Fig 1.
Stomach tissue from 15 month V30M animal stained with Thioflavin-S, α-hTTR antibody and Congo red in consecutive sections (Ai-Avi). The area of Thioflavin-S and α-hTTR antibody co-localization which was included in measurements as TTR plaques is indicated in (Avi). Stomach tissue from 5 month V30M animal stained with stained with Thioflavin-S and α-hTTR antibody indicating solely the presence of pre-fibrillar hTTR (Bi-Biii) (A&B Scale bar = 75mm). C Quantification of the amyloid plaques found in the stomach measured through Thioflavin-S and α-hTTR antibody co-localization for both the V30M and V30M C1q KO mice (n = 15/age group/line). Data presented as mean ± 1SD.
Fig 2.
hTTR levels in serum and stomach.
hTTR immunoblotting exhibiting a single band at 14KDa (A). hTTR levels measured via immunoblotting in serum of V30M and V30M C1q KO animals of all three age groups indicating higher hTTR in the V30M mice and a gradual decrease in the amount of hTTR present as the animals age (B). hTTR levels measured via immunoblotting in stomach tissue of the V30M and V30M C1q KO animals exhibit a severe decrease in the second age group (C). B&C n = 15/age group/line. Data presented as mean ± 1SD.
Fig 3.
Expression of complement markers.
The expression of Properdin (A) and C5b-9 (B) measured via immunoblotting in both V30M and V30M C1q KO animals stomach tissue in all three age groups exhibiting an age related increase of both markers, as well as a higher expression in the V30M C1q KO animals (n = 15/age group/line, data presented as mean ± 1SD).
Fig 4.
Expression of apoptotic markers.
The expression of Fas protein measured by immunoblotting (A) in stomach tissue of both V30M and V30M C1q KO animals in all three age groups indicating an age related steady increase, as well as a higher expression in the V30M C1q KO mice.

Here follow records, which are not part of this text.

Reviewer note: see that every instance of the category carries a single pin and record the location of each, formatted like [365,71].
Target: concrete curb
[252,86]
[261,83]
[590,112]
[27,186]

The same was observed by immunofluorescence (B). Similarly, the expression of Caspase-3 was also measured by immunoblotting (C) again indicating an age related increase with a markedly increased expression in the V30M C1q KO mice. Similar observations were made through immunofluorescence (D). A&C n = 15/age group/line, data presented as mean ± 1SD. B&D Scale bar = 150mm.
Fig 5.
The expression of BiP protein measured by immunoblotting (A) in stomach tissue of both V30M and V30M C1q KO animals in all three age groups depicting an increased expression in V30M C1q KO mice of all ages. The same was observed by immunofluorescence (B). Furthermore, the presence of the 4-HNE was quantified via immunoblotting (C) in stomach tissues of both V30M and V30M C1q KO animals in all three age groups, again indicating the higher expression of 4-HNE in V30M C1q KO mice. The same was observed by immunofluorescence (D). A&C n = 15/age group/line, data presented as mean ± 1SD. B&D Scale bar = 150mm.
Fig 6.
Immunofluorescence indicating the absence of the pan-macrophage marker CD68 on hTTR positive plaques from the V30M C1q KO mice contrary to V30M mice where macrophages co-localize with C1q (A) n = 15/age group/line, data presented as mean ± 1SD. By Western blot expression of the marker CD68 was severely decreased in stomach tissue of the V30M C1q KO mice when compared to the V30M mice (B), Scale bar = 30mm.
Fig 7.
The expression of the CD88 receptor (A) and its ligand C5a (B) were measured by immunoblotting in stomach tissues of both V30M and V30M C1q KO animals in all three age groups. Both markers exhibit an astounding reduction in the V30M C1q KO mice. A&B n = 15/age group/line, data presented as mean ± 1SD.
Fig 8.
Model of observed C1q ablation effects.
Classical and alternative pathway activation lead to the hydrolysis of C3 initiating the formation of the membrane attack complex (MAC) and production of the chemoattractant C5a. C1q and C5a recruit and activate phagocytic cells such as macrophages through receptors located on their surfaces (A). In the absence of C1q, properdin expression increases along with the entire alternative pathway and the terminal MAC complex. Concurrently, the presence of CD68 positive phagocytes was decreased along with the expression of C5a anaphylatoxin and its receptor CD88 (B). As a result, amyloid deposition increases following C1q ablation (b) versus the original transgenic model (a).